MANADO, Humas Polresta Manado-Ini penyebabnya disaat selesai Nonton Bareng (Nobar) Piala Dunia 2018 dilanjutkan denga Konvoi kendaraan, Kamis (12/7/2018) pukul 04.00 tim rimbas dua dipimpin Aipda Joun Polii mendapatkan laporan dari masyarakat. Dimana di wilayah wenang tepatnya seputaran kawasan mengamas di Café D’Club, telah terjadi keributan.
Berdasarkan hal tersebut, Tim Rimbas Polresta Manado dengan cepatnya menuju ke TKP. Setelah tiba di lokasi Tim Rimbas langsung mengamankan diduga pelaku penganiayaan atas nama WK alias Wentus (49) alamat Kampung Bangka Libas Kabupaten Minut, sedangkan korban sendiri bernama HW alias Hardi (29) Alamat Sarapung Kecamatan Wenang.
Menurut Saksi Budi Katiandagho (34) alamat Yonif 712 mengatakan, dimana pada saat selesai Nobar World Cup 2018. Korban bersama rekan-rekannya melakukan konvoi di seputaran Mega Mas, setelah sampai di depan Café d’club terjadi keributan.
“Saya melihat korban dengan teman-temannya ikut konvoi dengan kendaraan, sudah mulai teriak-teriak sampe membuat resah tempat sekitar Mega Mas.
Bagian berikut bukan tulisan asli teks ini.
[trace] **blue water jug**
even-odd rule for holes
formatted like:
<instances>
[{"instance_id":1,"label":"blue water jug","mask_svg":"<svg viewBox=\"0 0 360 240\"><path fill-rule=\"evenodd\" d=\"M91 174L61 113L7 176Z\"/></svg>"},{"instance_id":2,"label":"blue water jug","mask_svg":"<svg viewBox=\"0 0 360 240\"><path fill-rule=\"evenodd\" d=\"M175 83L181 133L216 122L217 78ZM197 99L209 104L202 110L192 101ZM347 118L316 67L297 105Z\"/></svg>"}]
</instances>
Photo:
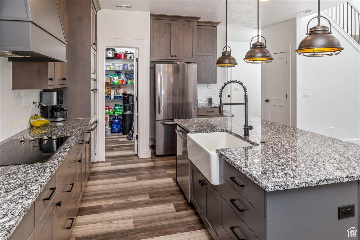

Tepatnya berada di depan café d’club,”ujar Budi.
Menurut Pimpinan Tim Rimbas Dua Aipda Joun Polii membenarkan hal tersebut, dimana pada pagi tadi. Ada mendapat informasi kalau di seputaraan mega Mas ada keributan, dengan cepat, sigap tim kami langsung menuju TKP. Benar di depan Cafee d’club ada sekelompok pemuda yang sedang adu mulut, setelah kami datangi TKP. Korban bersama tersangka kedua-duanya kami amankan di Mako Polresta Manado,”tuturnya.